Kamis, 02 April 2009

Di Mana? Di Denda

Mengubah kebiasaan bertahun-tahun memang sulit. Dalam penyuntingan naskah, sebagian besar kesalahan penulisan yang saya temui berasal dari kebiasaan semenjak sekolah. Sebagai contoh adalah pembedaan "di-" sebagai awalan dan "di" sebagai kata depan.

Padahal aturannya sederhana.
  1. Sebagai awalan, penulisan "di" menyatu dengan kata kerja. Contoh: dikerjakan, ditulis, disayangi.

  2. Sebagai kata depan, penulisan "di" terpisah dengan keterangan tempat. Contoh: di sana, di rumah, di mana-mana.
Dengan kata lain: kalau terpisah, menunjukkan lokasi. Kalau tersambung, menunjukkan kata kerja pasif.

Sayangnya, kebiasaan lama memang sulit diubah. Perhatikan saja gerbang tol Padalarang menuju Bandung. Kedua contoh di atas malah terbalik.


Tiket harus "disini(kan)" untuk ditukar?

Berdasarkan papan ini: di gerbang exit Denda (di mana pun itu) tidak usah tukar tiket


Mengubah kebiasaan penulisan salah sama seperti mengubah kebiasaan buruk lain. Merokok, misalnya. Pertama-tama, munculkan dulu kesadaran bahwa ini salah. Kalau tidak, percuma saja. Kedua, memercayai manfaat atas kebiasaan yang benar. Kalau kita berprinsip, "Alah, nggak ngaruh lah. Orang lain juga ngerti (atau orang lain juga ngerokok--dalam kasus merokok)," dalam beberapa hari, gaya penulisan kita akan kembali ke yang salah.

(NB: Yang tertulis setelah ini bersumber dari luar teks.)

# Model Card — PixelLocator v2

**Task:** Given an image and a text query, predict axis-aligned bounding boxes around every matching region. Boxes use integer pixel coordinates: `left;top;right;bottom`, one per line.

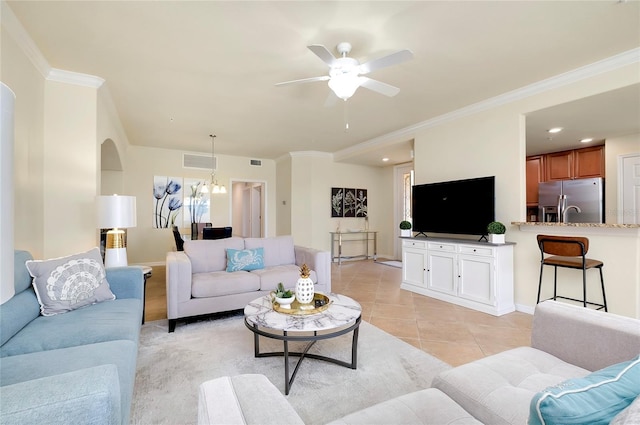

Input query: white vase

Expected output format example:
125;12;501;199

296;277;314;304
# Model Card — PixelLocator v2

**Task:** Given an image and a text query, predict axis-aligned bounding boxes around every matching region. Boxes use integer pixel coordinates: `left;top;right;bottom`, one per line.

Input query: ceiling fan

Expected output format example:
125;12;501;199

276;42;413;100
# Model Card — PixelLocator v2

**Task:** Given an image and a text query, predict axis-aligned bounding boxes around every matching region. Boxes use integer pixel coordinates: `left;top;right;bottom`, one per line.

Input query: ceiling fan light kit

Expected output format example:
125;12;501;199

276;42;413;101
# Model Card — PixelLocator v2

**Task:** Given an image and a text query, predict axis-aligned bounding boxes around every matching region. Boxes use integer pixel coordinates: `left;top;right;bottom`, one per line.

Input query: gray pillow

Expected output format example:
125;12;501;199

26;248;116;316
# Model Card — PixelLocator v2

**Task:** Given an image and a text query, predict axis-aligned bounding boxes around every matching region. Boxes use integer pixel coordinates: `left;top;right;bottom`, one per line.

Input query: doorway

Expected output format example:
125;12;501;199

Carilah manfaat bagi diri masing-masing. Dan ubahlah kebiasaan (penulisan) yang buruk.

____________________

NB: Banyak sekali kebiasaan buruk yang menyangkut penulisan tanda baca berkaitan dialog. Termasuk tanda seru dan tanya berlebihan.

2 komentar:

  1. Setuju sekali!!!
    Nah, apakah ini termsuk contoh yang mas Isman sebutkan di bagian akhir tulisan? Padahal maksud saya ingin menekankan pernyataan itu (setuju sekali)

    BalasHapus
  2. Masih tiga tanda seru; masih dalam ambang penerimaan lah, Diah, hehe.